The research, a joint effort between institutions including Politecnico di Milano, EPFL, Stanford University, the University of Cambridge, and the Max Planck Institute, explores how analog systems can be trained to perform AI tasks using photonic hardware. These systems bypass the limitations of standard digital computation by carrying out mathematical calculations directly through light interference on miniature silicon chips.

According to TechXplore, at the center of this approach are integrated photonic microchips—tiny chips capable of performing complex calculations at high speed and with low energy consumption. Unlike conventional processors, which require information to be digitized and stored in memory, photonic chips process data using light signals alone. This eliminates the need for conversion steps that typically slow down performance and increase energy use.

The study focuses on a critical phase of AI development: training the network to perform specific tasks. Researchers have developed an “in-situ” training method for photonic neural networks, meaning the learning process happens directly within the physical system using only optical signals. This allows the training phase to be faster and potentially more stable.

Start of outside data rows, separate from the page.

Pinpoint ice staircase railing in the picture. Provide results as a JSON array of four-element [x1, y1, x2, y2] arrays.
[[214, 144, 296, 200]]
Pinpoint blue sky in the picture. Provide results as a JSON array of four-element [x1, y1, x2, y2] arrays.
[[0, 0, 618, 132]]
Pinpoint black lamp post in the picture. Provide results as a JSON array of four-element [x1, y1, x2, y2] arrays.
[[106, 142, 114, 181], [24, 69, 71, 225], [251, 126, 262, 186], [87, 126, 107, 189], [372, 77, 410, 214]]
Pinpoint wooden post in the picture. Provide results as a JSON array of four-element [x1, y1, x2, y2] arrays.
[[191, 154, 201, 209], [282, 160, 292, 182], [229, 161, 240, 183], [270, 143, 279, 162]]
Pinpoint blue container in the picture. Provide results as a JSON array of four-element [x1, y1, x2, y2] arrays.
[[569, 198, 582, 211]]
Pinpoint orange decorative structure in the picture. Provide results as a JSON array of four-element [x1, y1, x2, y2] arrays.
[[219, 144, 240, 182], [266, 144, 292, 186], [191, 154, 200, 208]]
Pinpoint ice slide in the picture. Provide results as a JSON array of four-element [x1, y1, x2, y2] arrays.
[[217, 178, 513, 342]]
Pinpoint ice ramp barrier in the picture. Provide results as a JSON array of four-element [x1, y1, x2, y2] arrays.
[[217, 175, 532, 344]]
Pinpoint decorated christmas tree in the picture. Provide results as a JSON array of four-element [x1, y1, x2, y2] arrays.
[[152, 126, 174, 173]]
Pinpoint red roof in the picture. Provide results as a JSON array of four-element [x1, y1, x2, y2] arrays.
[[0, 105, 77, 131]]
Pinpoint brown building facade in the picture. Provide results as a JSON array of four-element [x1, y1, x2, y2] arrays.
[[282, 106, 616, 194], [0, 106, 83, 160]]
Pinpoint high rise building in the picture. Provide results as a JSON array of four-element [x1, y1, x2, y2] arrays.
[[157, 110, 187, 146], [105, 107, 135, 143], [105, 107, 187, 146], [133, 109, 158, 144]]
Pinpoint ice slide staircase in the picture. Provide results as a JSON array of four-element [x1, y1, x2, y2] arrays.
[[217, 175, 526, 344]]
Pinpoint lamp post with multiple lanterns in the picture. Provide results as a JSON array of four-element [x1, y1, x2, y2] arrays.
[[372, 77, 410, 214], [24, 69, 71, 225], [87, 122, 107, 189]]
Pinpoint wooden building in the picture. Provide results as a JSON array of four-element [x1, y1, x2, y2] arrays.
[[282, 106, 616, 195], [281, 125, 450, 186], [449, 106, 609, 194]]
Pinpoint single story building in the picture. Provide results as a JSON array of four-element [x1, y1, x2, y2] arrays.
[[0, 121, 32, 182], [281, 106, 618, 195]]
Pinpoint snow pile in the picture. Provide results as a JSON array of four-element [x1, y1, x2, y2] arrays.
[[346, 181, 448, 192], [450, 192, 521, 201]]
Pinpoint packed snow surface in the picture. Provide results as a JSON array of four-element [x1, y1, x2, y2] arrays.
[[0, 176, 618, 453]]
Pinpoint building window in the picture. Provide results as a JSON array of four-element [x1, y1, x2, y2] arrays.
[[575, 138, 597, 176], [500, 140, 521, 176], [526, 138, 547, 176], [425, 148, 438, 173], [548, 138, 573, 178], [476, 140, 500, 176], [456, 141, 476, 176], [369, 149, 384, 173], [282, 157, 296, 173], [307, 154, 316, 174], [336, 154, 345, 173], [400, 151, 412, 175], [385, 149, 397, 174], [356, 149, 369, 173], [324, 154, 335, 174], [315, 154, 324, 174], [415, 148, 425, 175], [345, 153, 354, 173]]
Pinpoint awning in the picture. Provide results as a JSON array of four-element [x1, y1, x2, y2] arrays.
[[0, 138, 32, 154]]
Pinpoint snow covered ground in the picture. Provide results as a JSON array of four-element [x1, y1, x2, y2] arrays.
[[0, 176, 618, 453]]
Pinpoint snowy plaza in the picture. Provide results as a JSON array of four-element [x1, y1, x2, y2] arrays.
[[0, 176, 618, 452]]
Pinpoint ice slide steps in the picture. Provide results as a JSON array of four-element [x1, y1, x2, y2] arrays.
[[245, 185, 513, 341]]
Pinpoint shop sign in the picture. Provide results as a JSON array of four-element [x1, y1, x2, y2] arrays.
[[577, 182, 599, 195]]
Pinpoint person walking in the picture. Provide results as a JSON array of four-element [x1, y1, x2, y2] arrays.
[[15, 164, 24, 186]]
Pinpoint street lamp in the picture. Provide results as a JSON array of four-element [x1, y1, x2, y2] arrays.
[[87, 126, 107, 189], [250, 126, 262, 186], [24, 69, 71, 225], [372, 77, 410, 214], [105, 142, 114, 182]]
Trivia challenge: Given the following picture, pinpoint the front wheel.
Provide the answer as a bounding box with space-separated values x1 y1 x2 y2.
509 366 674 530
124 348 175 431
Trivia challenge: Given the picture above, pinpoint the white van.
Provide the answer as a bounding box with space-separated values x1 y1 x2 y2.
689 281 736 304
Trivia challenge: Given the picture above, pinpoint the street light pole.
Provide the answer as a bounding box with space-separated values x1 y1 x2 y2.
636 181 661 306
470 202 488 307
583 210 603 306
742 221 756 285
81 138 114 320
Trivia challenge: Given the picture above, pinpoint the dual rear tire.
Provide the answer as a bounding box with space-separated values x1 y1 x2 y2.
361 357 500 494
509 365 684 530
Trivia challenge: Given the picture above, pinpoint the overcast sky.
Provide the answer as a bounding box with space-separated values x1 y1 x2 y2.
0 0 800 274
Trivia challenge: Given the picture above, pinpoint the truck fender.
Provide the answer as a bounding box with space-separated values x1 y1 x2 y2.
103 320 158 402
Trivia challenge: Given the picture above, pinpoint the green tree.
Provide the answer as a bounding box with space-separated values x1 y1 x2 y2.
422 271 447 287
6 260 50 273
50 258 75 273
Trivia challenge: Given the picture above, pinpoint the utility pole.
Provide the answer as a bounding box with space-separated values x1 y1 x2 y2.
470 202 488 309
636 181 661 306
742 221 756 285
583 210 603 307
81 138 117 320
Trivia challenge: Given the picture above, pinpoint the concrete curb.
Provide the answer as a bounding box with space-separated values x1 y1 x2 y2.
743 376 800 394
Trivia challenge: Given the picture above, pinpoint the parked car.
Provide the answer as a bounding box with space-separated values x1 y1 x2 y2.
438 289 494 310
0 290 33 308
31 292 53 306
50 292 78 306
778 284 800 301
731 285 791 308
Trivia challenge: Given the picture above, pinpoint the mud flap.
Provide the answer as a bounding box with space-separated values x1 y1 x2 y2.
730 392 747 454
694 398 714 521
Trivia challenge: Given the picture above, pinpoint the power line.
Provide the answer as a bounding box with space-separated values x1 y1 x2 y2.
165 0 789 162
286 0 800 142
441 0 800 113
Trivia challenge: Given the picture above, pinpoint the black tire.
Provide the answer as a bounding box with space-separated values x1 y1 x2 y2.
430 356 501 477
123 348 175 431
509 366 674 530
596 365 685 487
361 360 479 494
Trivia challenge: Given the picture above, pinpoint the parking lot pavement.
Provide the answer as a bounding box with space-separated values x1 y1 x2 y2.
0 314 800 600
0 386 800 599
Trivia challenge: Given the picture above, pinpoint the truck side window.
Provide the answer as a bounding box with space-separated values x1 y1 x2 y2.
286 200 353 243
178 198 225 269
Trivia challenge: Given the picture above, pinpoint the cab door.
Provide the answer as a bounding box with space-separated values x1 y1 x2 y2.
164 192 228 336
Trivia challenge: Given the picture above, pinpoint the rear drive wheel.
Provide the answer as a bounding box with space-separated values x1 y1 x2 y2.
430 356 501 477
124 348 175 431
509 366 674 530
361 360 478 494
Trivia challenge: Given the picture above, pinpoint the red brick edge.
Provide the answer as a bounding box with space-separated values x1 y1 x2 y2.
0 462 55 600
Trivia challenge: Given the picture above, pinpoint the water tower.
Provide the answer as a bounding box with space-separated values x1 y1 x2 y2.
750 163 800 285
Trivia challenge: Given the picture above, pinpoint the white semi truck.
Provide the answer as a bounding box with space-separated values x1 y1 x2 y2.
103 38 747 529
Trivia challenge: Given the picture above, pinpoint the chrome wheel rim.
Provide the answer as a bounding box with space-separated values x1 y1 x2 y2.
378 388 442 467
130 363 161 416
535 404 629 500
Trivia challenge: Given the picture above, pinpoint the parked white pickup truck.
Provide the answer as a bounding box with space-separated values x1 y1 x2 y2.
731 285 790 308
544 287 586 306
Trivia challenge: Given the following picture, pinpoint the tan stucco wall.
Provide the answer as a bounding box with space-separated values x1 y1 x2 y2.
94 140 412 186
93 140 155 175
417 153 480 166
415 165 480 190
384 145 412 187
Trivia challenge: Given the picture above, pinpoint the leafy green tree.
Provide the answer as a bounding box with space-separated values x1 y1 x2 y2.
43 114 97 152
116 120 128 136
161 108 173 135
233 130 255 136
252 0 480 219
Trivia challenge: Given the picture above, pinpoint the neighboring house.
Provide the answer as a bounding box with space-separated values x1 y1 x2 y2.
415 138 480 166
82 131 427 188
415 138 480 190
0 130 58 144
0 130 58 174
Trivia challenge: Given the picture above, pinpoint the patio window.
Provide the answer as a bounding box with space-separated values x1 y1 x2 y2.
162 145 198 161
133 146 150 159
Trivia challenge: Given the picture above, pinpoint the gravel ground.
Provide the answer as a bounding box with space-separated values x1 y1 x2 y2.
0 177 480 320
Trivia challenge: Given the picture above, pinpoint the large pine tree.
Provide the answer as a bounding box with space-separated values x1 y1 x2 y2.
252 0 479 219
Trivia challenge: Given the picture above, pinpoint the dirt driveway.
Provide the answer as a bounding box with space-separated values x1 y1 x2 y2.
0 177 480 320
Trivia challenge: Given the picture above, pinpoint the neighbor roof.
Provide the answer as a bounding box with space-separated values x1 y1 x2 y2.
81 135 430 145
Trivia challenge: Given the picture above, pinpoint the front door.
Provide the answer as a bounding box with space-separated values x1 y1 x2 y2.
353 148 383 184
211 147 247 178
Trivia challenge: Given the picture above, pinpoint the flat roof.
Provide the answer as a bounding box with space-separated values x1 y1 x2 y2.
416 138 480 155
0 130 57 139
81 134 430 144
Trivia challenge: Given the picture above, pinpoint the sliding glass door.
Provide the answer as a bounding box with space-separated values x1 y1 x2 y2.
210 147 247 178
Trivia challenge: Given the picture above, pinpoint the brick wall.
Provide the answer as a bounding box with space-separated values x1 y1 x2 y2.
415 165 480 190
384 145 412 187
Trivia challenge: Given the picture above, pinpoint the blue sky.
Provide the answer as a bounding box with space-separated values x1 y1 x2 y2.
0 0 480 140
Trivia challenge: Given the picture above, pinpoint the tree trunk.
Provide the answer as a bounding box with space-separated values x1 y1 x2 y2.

One of the key implications of this technology is its potential to enable real-time AI processing directly at the edge—within autonomous vehicles, wearable sensors, or other embedded systems. Because photonic chips are compact and efficient, they can be integrated into devices where traditional AI hardware would be too bulky or power-hungry.

This work marks a step toward making artificial intelligence not only more powerful but also more sustainable, particularly as the industry grapples with the growing energy demands of large-scale AI deployments.